Question 9: Which of the following is commonly seen in Pituitary apoplexy?
- A. Headache (Correct Answer)
- B. Hypertension
- C. Hypotension
- D. Vomiting
Explanation: ***Headache*** - **Severe headache** is the most common symptom of pituitary apoplexy, resulting from the sudden expansion of a pituitary mass due to hemorrhage or infarction [1]. - The rapid increase in pressure within the sella turcica, especially on the **dura mater**, causes intense pain. *Hypertension* - While stress can elevate blood pressure, **hypertension** is not a characteristic or direct symptom of acute pituitary apoplexy itself. - Instead, the condition often leads to **adrenal insufficiency**, which is associated with hypotension [1]. *Hypotension* - **Hypotension** is a common and serious manifestation of pituitary apoplexy, often due to acute **adrenal insufficiency** caused by the destruction of ACTH-producing cells [1]. - Reduced ACTH leads to decreased cortisol production, impairing vascular tone and fluid balance. *Vomiting* - **Vomiting** is a common symptom in pituitary apoplexy, often accompanying the severe headache. - It results from the increased **intracranial pressure** and irritation of pathways in the brainstem.

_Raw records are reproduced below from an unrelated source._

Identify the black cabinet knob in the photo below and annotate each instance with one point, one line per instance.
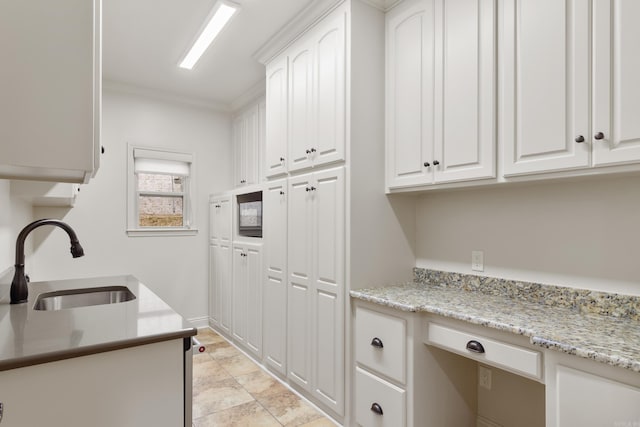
(377, 342)
(475, 347)
(376, 408)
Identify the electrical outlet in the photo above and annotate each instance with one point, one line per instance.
(477, 260)
(484, 377)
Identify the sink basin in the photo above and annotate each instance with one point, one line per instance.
(71, 298)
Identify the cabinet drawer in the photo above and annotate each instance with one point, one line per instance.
(507, 356)
(380, 342)
(378, 403)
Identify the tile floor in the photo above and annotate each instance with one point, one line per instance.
(229, 389)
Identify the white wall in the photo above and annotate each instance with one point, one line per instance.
(176, 268)
(14, 214)
(583, 234)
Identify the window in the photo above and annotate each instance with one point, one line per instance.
(160, 185)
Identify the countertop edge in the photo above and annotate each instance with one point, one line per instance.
(94, 349)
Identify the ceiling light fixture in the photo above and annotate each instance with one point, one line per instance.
(222, 12)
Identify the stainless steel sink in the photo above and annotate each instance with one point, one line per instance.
(60, 300)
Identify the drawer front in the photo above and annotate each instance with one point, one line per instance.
(380, 342)
(508, 356)
(378, 403)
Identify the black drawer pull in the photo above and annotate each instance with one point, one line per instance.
(376, 408)
(475, 346)
(377, 342)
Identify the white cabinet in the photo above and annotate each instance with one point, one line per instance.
(51, 91)
(315, 287)
(579, 108)
(220, 281)
(137, 386)
(248, 142)
(276, 117)
(247, 296)
(440, 105)
(581, 392)
(306, 100)
(274, 291)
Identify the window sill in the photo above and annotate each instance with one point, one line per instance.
(154, 232)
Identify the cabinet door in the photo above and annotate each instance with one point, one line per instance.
(329, 91)
(50, 96)
(253, 288)
(222, 264)
(299, 271)
(545, 85)
(220, 224)
(586, 400)
(251, 145)
(239, 292)
(328, 287)
(616, 82)
(300, 106)
(275, 288)
(239, 150)
(276, 117)
(410, 93)
(465, 108)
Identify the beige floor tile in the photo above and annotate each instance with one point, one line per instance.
(320, 422)
(207, 375)
(201, 358)
(289, 409)
(207, 336)
(248, 414)
(222, 350)
(221, 395)
(261, 384)
(238, 365)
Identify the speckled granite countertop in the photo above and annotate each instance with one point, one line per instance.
(598, 326)
(29, 337)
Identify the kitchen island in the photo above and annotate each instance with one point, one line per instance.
(124, 363)
(434, 340)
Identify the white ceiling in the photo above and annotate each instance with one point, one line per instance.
(143, 40)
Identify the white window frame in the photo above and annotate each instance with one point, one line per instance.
(189, 209)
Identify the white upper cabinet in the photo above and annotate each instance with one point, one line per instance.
(276, 122)
(300, 105)
(616, 82)
(440, 92)
(545, 85)
(328, 144)
(50, 86)
(306, 102)
(570, 96)
(248, 141)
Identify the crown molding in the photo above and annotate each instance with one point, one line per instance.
(293, 29)
(255, 92)
(129, 89)
(383, 5)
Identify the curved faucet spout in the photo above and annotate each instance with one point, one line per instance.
(19, 290)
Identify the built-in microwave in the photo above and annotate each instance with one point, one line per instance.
(250, 214)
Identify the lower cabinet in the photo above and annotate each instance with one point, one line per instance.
(132, 387)
(590, 394)
(247, 296)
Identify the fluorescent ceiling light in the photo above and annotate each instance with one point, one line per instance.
(217, 21)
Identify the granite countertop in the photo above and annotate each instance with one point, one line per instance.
(551, 320)
(29, 337)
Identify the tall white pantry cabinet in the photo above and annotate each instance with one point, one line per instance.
(328, 225)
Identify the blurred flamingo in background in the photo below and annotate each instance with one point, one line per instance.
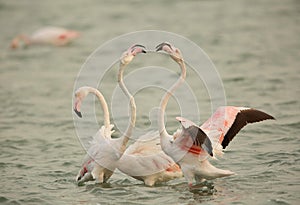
(49, 35)
(191, 146)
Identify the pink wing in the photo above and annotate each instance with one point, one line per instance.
(229, 120)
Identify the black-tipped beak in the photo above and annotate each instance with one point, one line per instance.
(160, 46)
(78, 113)
(141, 47)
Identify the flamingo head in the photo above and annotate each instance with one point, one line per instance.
(131, 52)
(168, 48)
(66, 37)
(80, 94)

Question 10: Esophageal manometry was performed - it revealed panesophageal pressurization with distal contractile integrity as >450mm Hg pressure in the body. What will be the diagnosis?
- A. Type 2 achalasia
- B. Type 3 achalasia (Correct Answer)
- C. Jackhammer esophagus
- D. Type 1 achalasia (classic achalasia)
Explanation: The diagnosis is Type 3 achalasia. This condition is characterized by panesophageal pressurization, indicating diffuse, simultaneous contractions throughout the esophagus. The high distal contractile integrity (>450 mmHg pressure) further supports Type 3 achalasia, which involves significant spastic contractions. In contrast, while high-resolution manometry allows for the accurate classification of these motility abnormalities [1], other types present differently. Type 1 achalasia (classic achalasia) is marked by failed esophageal peristalsis and absent or minimal esophageal pressurization [1]. The primary characteristic is incomplete or absent lower esophageal sphincter (LES) relaxation, not hypercontractility [1]. Type 2 achalasia is identified by esophageal panesophageal pressurization (simultaneous contractions), but with normal to high contractile pressures, not the extremely high values seen here. Jackhammer esophagus involves hypercontractility (distal contractile integral >8000 mmHg·cm·s) and is characterized by rapid, repetitive, and fragmented contractions, rather than the diffuse panesophageal pressurization and spasticity typical of Type 3 achalasia [2].